Виктор, одиноко игравший в пустом вагоне, был воплощением абсолютной щедрости. Он ехал через весь город до самой окраины, даря свою песню всем, кто желал ее услышать, — прохожим, статуям, деревьям, звездам; в чистейшем порыве бескорыстия он отдавал всё, сам всецело отдаваясь музыке. Он рассеивал в ночи песнь всетворения — истинное Реченное о времени, которое уходит, даруя жизнь и движение, и все уносит с собой. И все это он выразил, не промолвив ни единого слова и не содрогаясь от безмолвных слез бессилия. Он вещал, как пророк, ниспосланный самой землей, от имени всех облеченных плотью и мучимых желанием, вещал устами живого существа, дыханием смертного.
Ежели Бог существует, кем бы Он ни был, да услышит Он эту песнь человека, славящего землю, выражающего свою любовь к сей юдоли, из которой он — и это ему известно — скоро уйдет. Да услышит Бог этот крик человека, не ведающего, слышит ли Он его.
Человека, который не знает, слышит ли его Бог и даже существует ли Он!
Но так ли уж это важно, слышит ли Бог крики человеческие, и так ли уж важно, есть Он или нет? При новом набеге прибоя, когда трамвай катил мимо решетки сада Бельведер, мысли Прокопа вдруг резко изменили направление. Все вопросы, что преследовали его, вопросы, которые он считал до того важными, что невозможность дать на них ответ наполняла его отчаянием, становившимся с каждым днем все мучительней, внезапно предстали перед ним пустыми и тщетными.
Трамвай катил вниз по извилистой Шотковой, спускаясь в город, крыши и купола которого жались друг к другу в лилово-сером тумане, как жмутся друг к другу люди, борясь с холодом, одиночеством, страхом темноты.

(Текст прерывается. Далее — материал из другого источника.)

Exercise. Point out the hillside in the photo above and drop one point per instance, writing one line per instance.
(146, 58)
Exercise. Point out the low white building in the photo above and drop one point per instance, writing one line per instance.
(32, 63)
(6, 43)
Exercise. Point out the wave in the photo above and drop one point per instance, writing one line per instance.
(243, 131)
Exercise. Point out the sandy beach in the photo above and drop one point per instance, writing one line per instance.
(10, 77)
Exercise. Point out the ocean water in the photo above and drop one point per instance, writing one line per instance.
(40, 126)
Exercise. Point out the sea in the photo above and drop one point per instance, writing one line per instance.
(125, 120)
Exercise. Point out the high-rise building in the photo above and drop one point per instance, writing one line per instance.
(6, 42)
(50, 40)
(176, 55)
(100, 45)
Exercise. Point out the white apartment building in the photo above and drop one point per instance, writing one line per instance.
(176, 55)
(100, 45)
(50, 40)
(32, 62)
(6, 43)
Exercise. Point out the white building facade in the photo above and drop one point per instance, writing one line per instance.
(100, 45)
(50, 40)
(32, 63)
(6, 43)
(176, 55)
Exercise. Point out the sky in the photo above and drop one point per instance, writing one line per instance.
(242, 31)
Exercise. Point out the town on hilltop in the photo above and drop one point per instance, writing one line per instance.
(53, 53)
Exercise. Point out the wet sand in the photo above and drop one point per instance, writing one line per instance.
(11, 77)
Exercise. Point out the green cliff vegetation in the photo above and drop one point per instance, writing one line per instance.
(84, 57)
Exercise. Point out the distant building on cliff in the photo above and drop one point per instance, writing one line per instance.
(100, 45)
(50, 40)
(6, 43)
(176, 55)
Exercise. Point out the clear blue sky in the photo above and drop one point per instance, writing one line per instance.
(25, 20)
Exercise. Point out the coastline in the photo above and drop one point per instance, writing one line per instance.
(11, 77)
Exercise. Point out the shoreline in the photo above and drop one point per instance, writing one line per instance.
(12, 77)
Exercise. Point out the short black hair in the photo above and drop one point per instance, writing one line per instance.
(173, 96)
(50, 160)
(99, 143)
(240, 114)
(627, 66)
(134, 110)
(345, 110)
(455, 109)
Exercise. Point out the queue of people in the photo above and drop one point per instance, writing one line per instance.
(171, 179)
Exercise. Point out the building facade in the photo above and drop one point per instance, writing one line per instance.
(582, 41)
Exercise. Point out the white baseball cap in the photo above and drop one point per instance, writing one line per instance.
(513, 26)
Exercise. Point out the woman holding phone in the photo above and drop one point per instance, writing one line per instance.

Пустота, что с давних пор вгрызалась в Прокопа, замерла, но вовсе не для того, чтобы покинуть его, — совсем напротив, чтобы распространиться до бесконечности. И внезапно Прокоп безоговорочно смирился со всем — и с безмерной скудостью своей любви к людям и со стократ более острой бессмысленностью своего существования в отсутствие Бога.
Он одинок, и нет никакой защиты ни от времени, ни от вечности. Хорошенькая история! Но таков удел большинства подобных ему, так что нет никаких оснований скулить от отчаяния, а тем паче томиться от скуки. Тем не менее он будет продолжать жить — жить в незаметных, непрестанных заботах о других, живых и умерших. Как если бы Бог таился в тени каждого человека. И что из того, что в тени этой пусто и горизонт пустынен. Ведь все равно же каждый влечет за собой свою тень, и всюду, где бы он ни был, человек замкнут горизонтом. У него есть жизнь и жажда вечности, каждое мгновение выплескивающаяся из него и прорывающаяся в средоточие самых простых вещей. Этого достаточно. Вполне хватит. Пан Славик так жил уже давно, любовь ему заменило восторженное воспоминание об улыбке своей собаки.

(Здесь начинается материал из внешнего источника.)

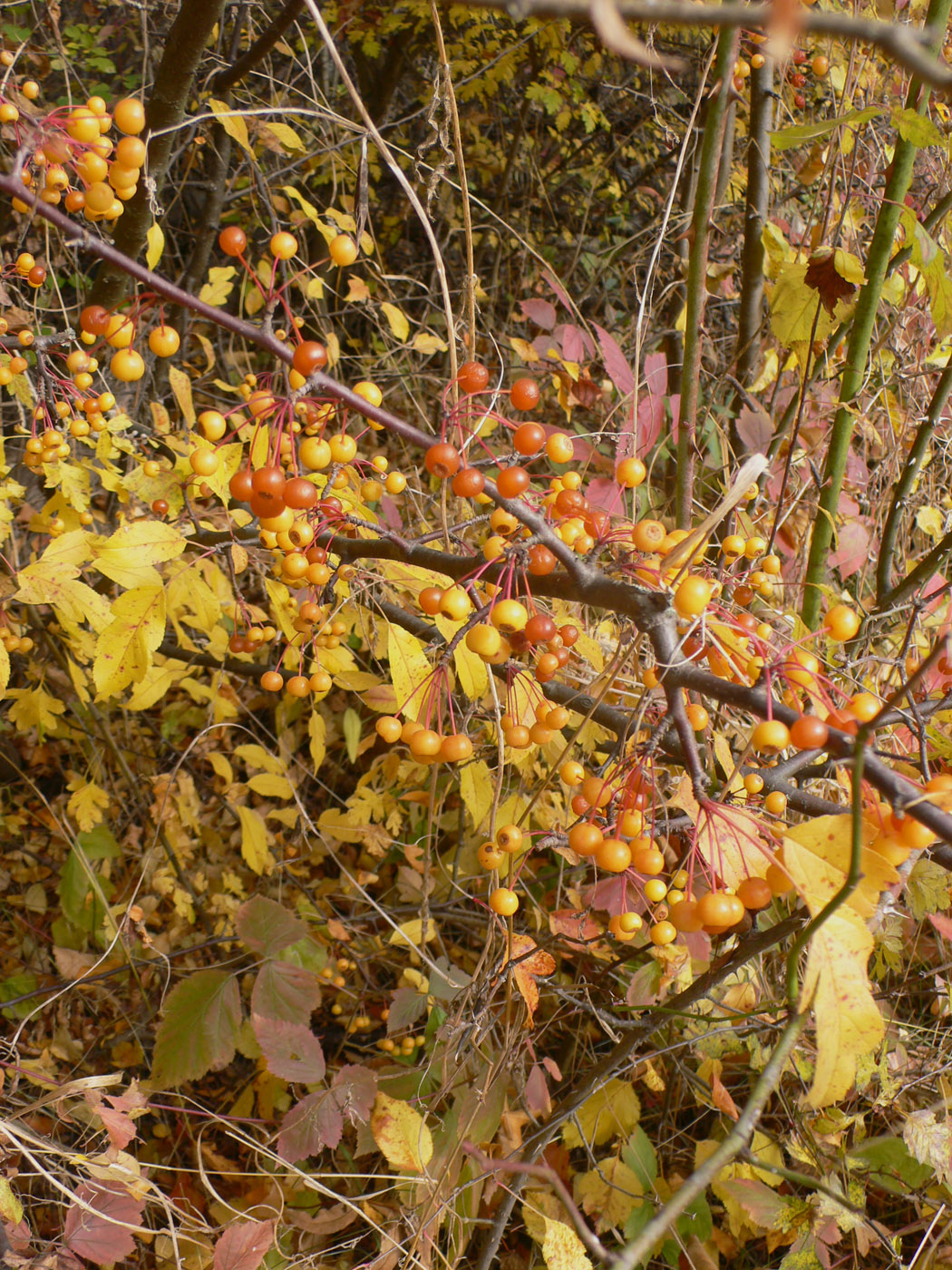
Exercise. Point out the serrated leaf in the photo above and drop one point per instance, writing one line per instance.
(409, 669)
(243, 1246)
(221, 283)
(155, 245)
(97, 1223)
(124, 648)
(835, 982)
(611, 1111)
(129, 556)
(917, 129)
(285, 992)
(232, 123)
(313, 1124)
(352, 728)
(399, 324)
(427, 343)
(291, 1050)
(287, 136)
(608, 1193)
(402, 1134)
(561, 1247)
(199, 1028)
(270, 785)
(476, 791)
(254, 840)
(267, 927)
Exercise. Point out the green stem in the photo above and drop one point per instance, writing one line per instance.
(860, 337)
(695, 288)
(904, 485)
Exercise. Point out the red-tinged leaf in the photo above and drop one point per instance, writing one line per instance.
(650, 423)
(118, 1126)
(577, 343)
(763, 1206)
(529, 962)
(852, 549)
(291, 1050)
(675, 406)
(617, 366)
(199, 1028)
(754, 429)
(326, 1221)
(244, 1245)
(103, 1235)
(285, 992)
(721, 1099)
(355, 1088)
(311, 1126)
(541, 311)
(267, 927)
(656, 374)
(578, 930)
(539, 1101)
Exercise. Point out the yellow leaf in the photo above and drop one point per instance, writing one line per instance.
(155, 245)
(402, 1134)
(310, 212)
(357, 289)
(287, 136)
(129, 555)
(88, 804)
(732, 842)
(219, 285)
(835, 982)
(425, 343)
(793, 308)
(124, 648)
(412, 933)
(34, 708)
(471, 670)
(232, 123)
(562, 1248)
(316, 739)
(611, 1111)
(48, 581)
(930, 521)
(181, 387)
(399, 326)
(409, 669)
(269, 785)
(529, 962)
(254, 840)
(476, 791)
(609, 1193)
(221, 766)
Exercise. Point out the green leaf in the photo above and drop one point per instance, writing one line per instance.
(916, 129)
(199, 1028)
(640, 1156)
(83, 894)
(927, 889)
(786, 139)
(267, 927)
(352, 732)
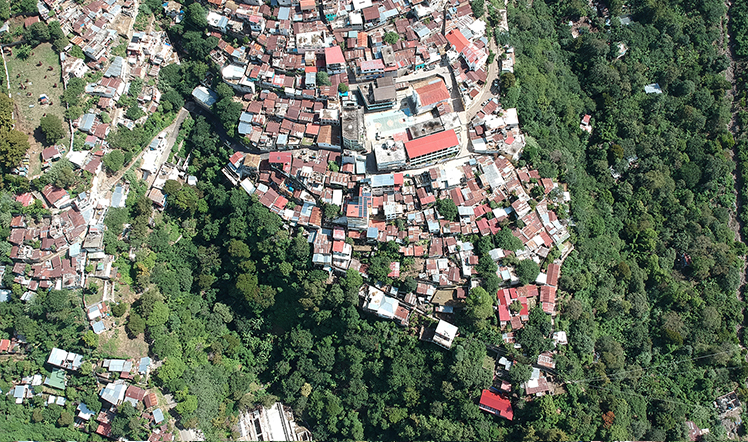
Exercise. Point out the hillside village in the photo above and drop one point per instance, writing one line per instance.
(358, 119)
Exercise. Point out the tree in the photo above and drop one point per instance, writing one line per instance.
(119, 310)
(527, 271)
(447, 208)
(23, 52)
(36, 33)
(519, 373)
(391, 38)
(507, 81)
(65, 420)
(91, 339)
(159, 314)
(51, 127)
(505, 240)
(323, 79)
(196, 16)
(135, 324)
(187, 406)
(330, 211)
(479, 304)
(134, 112)
(114, 160)
(13, 146)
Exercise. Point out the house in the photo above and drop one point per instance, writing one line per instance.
(150, 400)
(56, 379)
(334, 60)
(51, 153)
(134, 394)
(114, 392)
(204, 97)
(158, 416)
(63, 359)
(433, 147)
(144, 364)
(445, 334)
(56, 197)
(496, 404)
(429, 96)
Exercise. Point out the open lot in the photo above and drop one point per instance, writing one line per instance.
(37, 80)
(40, 81)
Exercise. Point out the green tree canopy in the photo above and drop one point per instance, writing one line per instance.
(51, 127)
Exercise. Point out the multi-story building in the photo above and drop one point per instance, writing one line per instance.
(432, 148)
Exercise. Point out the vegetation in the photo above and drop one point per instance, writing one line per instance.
(229, 300)
(51, 127)
(391, 38)
(13, 143)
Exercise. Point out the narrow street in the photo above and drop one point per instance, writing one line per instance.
(727, 45)
(107, 183)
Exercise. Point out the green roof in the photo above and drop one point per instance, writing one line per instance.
(56, 379)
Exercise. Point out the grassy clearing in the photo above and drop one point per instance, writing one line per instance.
(42, 81)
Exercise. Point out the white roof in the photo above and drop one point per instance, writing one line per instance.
(446, 329)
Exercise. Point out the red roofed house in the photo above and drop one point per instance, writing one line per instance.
(334, 60)
(426, 98)
(456, 40)
(51, 153)
(30, 21)
(26, 199)
(281, 160)
(432, 147)
(56, 197)
(504, 316)
(496, 404)
(553, 271)
(150, 400)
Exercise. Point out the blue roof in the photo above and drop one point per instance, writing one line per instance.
(115, 69)
(158, 416)
(74, 250)
(244, 128)
(205, 95)
(87, 122)
(383, 180)
(98, 327)
(144, 363)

Трамвай устремился под арки Летенской улицы. Прокоп пребывал в полном неведении, руки его были пусты, пусто сердце, и будущее тоже было пусто. Он спокойно поддался смиренной силе согласия с собственной унылой обездоленностью.
Трясясь, трамвай катился вдоль подножья Петржинских садов и понемножку наполнялся пассажирами. А по ту сторону холма на окраину ехал Виктор со своим пророчествующим саксофоном, ликующие вскрики которого громозвучно отдавались в бесконечности молчания Божьего. Праздничная эта музыка звучала контрапунктом дроби, которую выбивали прободенные стопы Христа, попирающего слякоть горьких слез тех, кто проклят навеки. Эта музыка звала живых пребывать на отведенном им месте — посреди прекрасного, посреди жестокого мира сего.